I worry a lot. About everything. It’s not healthy, but it seems to be my nature. I worry big, and I worry small. Worrying can be overwhelming. It’s not hard to accumulate worries, with all the roles willingly or unwillingly assumed. There’s work to be done, and emotions to control. Yes, I do yoga. Listening to music helps.

Here’s the story of how one project begat another creative solution.

My index of monthly blogs dates back to September 2004. Judy’s Journal is part of my personal history in creative thinking. You might notice the name of poet Stanley Kunitz (1905-2006) occasionally in the titles. He was born in Worcester, Massachusetts, where I have lived since 1973. In 2009, bashert (destiny) put me together with people in places that would be life changing. Stanley Kunitz became more than a favorite poet. He and his mother, Yetta, became subjects of a research project that led to exhilarating end points, such as writing essays and a reference guide, teaching workshops and classes, and even making paintings inspired by his poems.


“Passing Through”

In 2016, the research took a turn toward Kunitz’s mother, Yetta Jasspon Kunitz Dine (1866-1952), after I transcribed papers which were held in storage by her granddaughter, Dr. Gretchen Kunitz. Once immersed in the task, I realized that this material could be the basis for her biography/memoir.
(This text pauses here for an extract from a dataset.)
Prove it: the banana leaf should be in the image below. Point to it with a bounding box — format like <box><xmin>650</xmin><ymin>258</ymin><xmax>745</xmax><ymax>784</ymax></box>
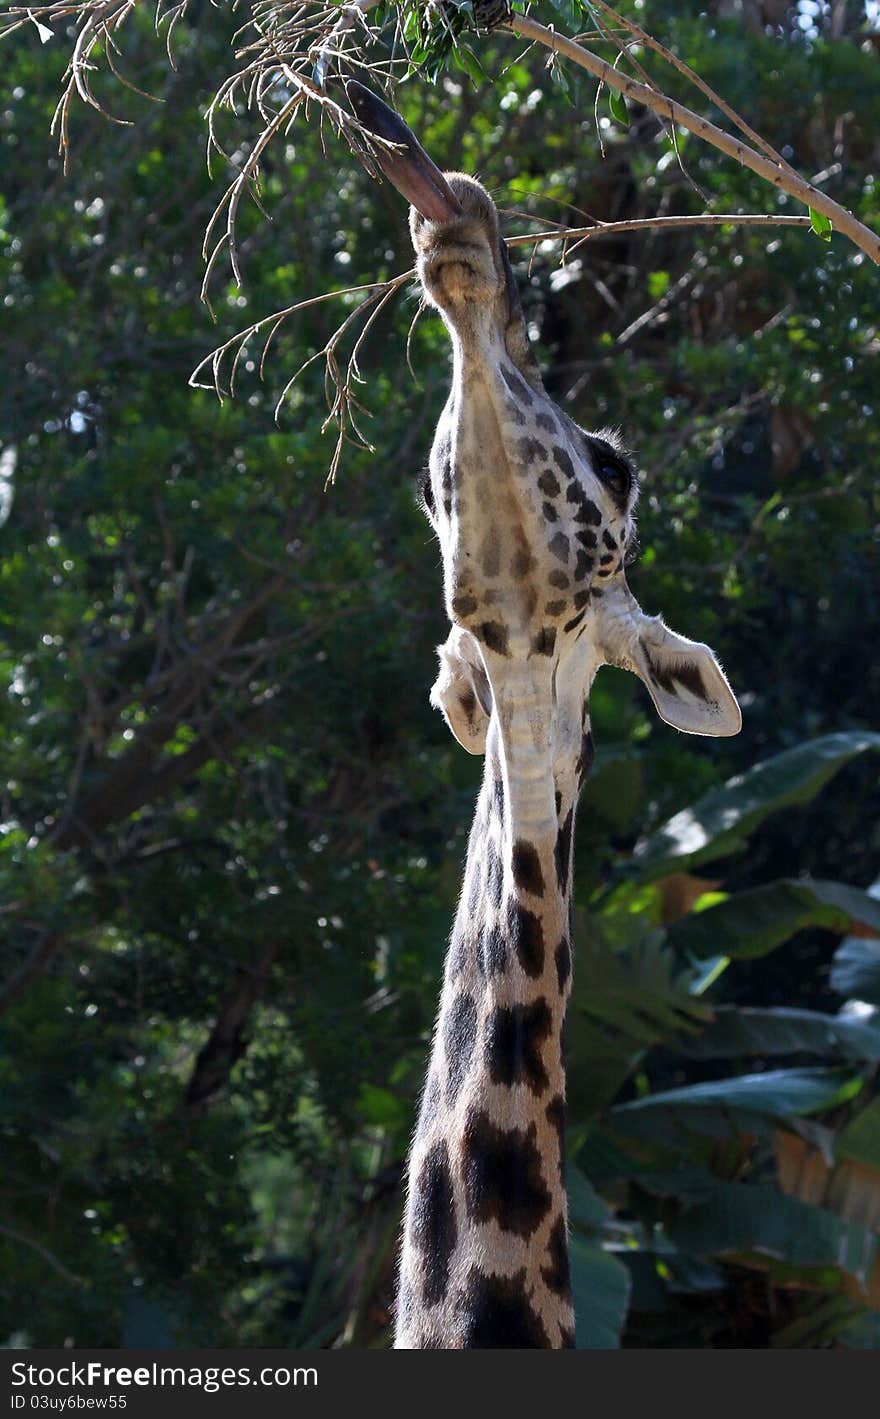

She was one complex and fascinating woman whose story needed to be told.

Here’s the elevator pitch for the book:

Portrayed in Stanley Kunitz’s poems and interviews as an unforgiving and unaffectionate mother, Yetta Dine’s recently recovered letters, memoir and diary reveal a more complex narrative that provides vital insights into the life and work of a major American poet.

Finding a publisher is a tale of its own, but in February 2021, it happened. Joy and happiness. But also, you guessed it, fraught with worries too numerous and esoteric to record here. A few months in, these worries almost took me down. There had to be a way of organizing them, because I couldn’t identify which thing to worry about first. I keep a journal, now three notebooks strong, to record details of this project; I listed the BIG worries on a fresh page. But burying them in a notebook didn’t help. I needed to confront these anxieties every day and get them out in the open, not lurking around every corner of my brain. So, I took a pack of post-it notes, cut some into strips, and stuck them to the edge of a bookshelf in my home office.

The ones you see here are blank - waiting for more worries. A few feet down on the bookshelf are four strips, each with worry words written on them. I can see them as I type this. But here’s the good news There used to be at least double that number. When a problem/worry was resolved, I got to snatch its anxiety strip (insert dramatic music here), tear it into tiny, tiny, tiny pieces and throw away the stress-ridden confetti. Progress had been made, right before my eyes. Time and persistence solve (some) worries. Anxiety strips helped.